Both countries scored 87 out of a potential 100 points. They beat 178 other countries in the process.
The news has been welcomed by governments in both countries.
Scandinavian countries, like New Zealand with small populations, took out three of the top 4 spots.
The Corruption Perceptions Index is the most widely used indicator of corruption worldwide.
The index scores and ranks countries/territories based on how corrupt a country's public sector is perceived to be by experts and business executives.

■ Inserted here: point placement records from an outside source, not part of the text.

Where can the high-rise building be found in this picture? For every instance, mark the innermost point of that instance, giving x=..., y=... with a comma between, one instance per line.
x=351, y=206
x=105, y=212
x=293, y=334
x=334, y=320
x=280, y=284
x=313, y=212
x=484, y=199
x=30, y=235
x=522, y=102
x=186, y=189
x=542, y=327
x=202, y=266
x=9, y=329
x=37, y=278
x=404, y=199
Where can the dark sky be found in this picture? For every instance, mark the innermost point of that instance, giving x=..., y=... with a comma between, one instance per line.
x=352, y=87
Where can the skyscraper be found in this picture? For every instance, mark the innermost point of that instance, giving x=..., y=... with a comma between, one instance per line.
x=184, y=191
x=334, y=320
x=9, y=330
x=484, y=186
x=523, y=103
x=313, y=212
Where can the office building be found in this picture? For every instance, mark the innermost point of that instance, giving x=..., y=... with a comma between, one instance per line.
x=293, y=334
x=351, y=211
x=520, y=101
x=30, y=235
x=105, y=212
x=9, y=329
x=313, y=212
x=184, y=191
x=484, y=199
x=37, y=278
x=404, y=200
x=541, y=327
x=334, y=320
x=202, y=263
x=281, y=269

The most perceived corrupt countries in the world are Somalia, South Sudan, Syria, Yemen, and Venezuela.
In the Middle East, the UAE and Qatar are the stand-outs, while Israel is well down the list at 35th., a touch below last year's ranking of 34. Israel's Prime Minister Benjamin Netanyahu himself is currently facing corruption charges, but is seeking immunity from prosecution.
Corruption costs the world a trillion dollars or 2% of GDP a year.
The top 10 least corrupt countries in the latest publication are:
It is notable that the top five on the list have some of the smallest populations. Additionally, the countries at the bottom of the list such as Syria, South Sudan and Somalia are also housing small populations, but in those cases, each country is being ravaged by wars and political instability. The counties with the world's largest populations, China, and India are ranked 77 and 81 respectively.
"New Zealanders can be proud that our reputation as one of the least corrupt countries in the world has been restored," Justice Minister Andrew Little said Thursday.
"Since coming to office, this government has launched a public information campaign to raise awareness about the problem of money laundering by domestic and foreign criminals here in New Zealand called Keep Our Money Clean."
"We've strengthened New Zealand's democracy by making several important amendments to our electoral law, including making it easier for New Zealanders to enrol and vote," he said.
"Most recently we have banned foreign donations, sending a clear signal that foreign interference in our democracy is not welcome."
"This Coalition Government has a proven track record on protecting the integrity of our electoral system, and I'm pleased this has been reflected in Transparency International's Corruption Perceptions Index," the justice minister said.